Subject: Re: Make Berkshire Compound Again!
Going even further, Mungofitch seems to be saying that if a company is paying its employees more than HE thinks is appropriate that that is somehow bad, no matter how successful the company is.

Yes.

I think it's bad because it is extremely expensive in the long run for continuing shareholders. It is a method of compensation almost certainly chosen precisely because the true long run cost is very well concealed, despite being so much higher. To management, it seems like free money: they can give out shares like lollipops and it doesn't hurt the metrics they dance to.

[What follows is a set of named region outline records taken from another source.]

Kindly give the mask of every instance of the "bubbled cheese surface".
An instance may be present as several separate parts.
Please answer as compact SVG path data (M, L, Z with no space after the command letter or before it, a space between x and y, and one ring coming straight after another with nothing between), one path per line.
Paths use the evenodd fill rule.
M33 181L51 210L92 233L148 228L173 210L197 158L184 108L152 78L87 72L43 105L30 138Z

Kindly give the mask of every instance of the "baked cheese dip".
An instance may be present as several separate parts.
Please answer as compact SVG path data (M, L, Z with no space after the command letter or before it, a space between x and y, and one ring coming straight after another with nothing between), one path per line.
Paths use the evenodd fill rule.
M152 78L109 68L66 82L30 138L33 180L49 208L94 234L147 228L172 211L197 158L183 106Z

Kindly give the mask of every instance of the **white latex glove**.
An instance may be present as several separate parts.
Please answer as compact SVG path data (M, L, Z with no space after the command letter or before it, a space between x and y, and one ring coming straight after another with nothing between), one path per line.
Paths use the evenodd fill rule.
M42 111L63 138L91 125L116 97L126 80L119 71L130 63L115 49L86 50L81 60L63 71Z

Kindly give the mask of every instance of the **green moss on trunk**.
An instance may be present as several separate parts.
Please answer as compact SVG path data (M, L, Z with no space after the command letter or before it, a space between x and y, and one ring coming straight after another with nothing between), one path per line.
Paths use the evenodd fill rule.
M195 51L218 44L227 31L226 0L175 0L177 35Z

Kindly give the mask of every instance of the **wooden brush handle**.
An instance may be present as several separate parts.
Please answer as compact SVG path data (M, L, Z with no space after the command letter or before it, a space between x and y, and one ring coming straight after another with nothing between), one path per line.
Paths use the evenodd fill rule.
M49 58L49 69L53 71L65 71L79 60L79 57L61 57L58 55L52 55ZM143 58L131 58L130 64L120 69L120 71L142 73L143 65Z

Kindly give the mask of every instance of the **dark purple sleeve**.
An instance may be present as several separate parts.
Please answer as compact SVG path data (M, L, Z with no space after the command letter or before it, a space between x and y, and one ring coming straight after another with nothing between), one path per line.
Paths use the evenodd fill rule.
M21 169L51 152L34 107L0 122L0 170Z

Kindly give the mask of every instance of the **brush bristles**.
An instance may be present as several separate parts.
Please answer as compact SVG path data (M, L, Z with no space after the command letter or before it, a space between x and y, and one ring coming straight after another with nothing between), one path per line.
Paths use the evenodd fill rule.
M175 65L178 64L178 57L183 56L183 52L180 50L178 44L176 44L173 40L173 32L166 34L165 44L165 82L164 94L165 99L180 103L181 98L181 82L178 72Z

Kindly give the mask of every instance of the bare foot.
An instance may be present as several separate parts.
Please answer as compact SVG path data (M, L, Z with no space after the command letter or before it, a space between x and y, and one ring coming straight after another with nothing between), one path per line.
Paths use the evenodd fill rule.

Ignore buybacks, as they are a totally separate issue of capital allocation. Imagine, for example, that 20% of all Alphabet shares that ever existed owe their origin to options or stock granted to employees at some point in the past. In that case, any one of the shares of a traditional origin long ago would, absent that issuance, be worth 25% more today and could therefore be assumed to have a market price 25% higher today. (at the same market cap, of course). Those share grants and options were in lieu of more obvious cash, so you'd have to deduct what it would have cost in pure salary and bonuses to employ those same people. But I think it's fair to say that, in our hypothetical, that cash cost would have been vastly VASTLY less than 20% of the current market cap of Alphabet. In this hypothetical, I think those people would have worked quite happily for far less than $899 billion in total salary.

So, either management are spending shareholders' wealth unnecessarily because they are cynical and it makes them look good in the short term while mostly hiding the true cost, or they are spending shareholders' wealth unnecessarily because they are not smart enough to figure out that that's what they're doing. Neither result makes me think that management is doing a good job. Cash is a one time expense, but a share is a greedy claim on all future success, the Dexter Shoe problem.

None of this is particularly surprising. This isn't specific to Alphabet, of course, it's a widespread phenomenon and Alphabet is not the worse offender. It's a legal wheeze that hurts long term shareholders, so it gets used. The motivation is, I believe, almost entirely related to getting an unlimited hiring budget in a way that almost completely obfuscates the true long run cost. The agency problem measured in billions.

All that being said, Alphabet's moats are so strong that it can withstand a remarkable number of dumb management moves, which is why it has made it such a great investment despite spending equity like water. But the shareholders would still be better off without those moves.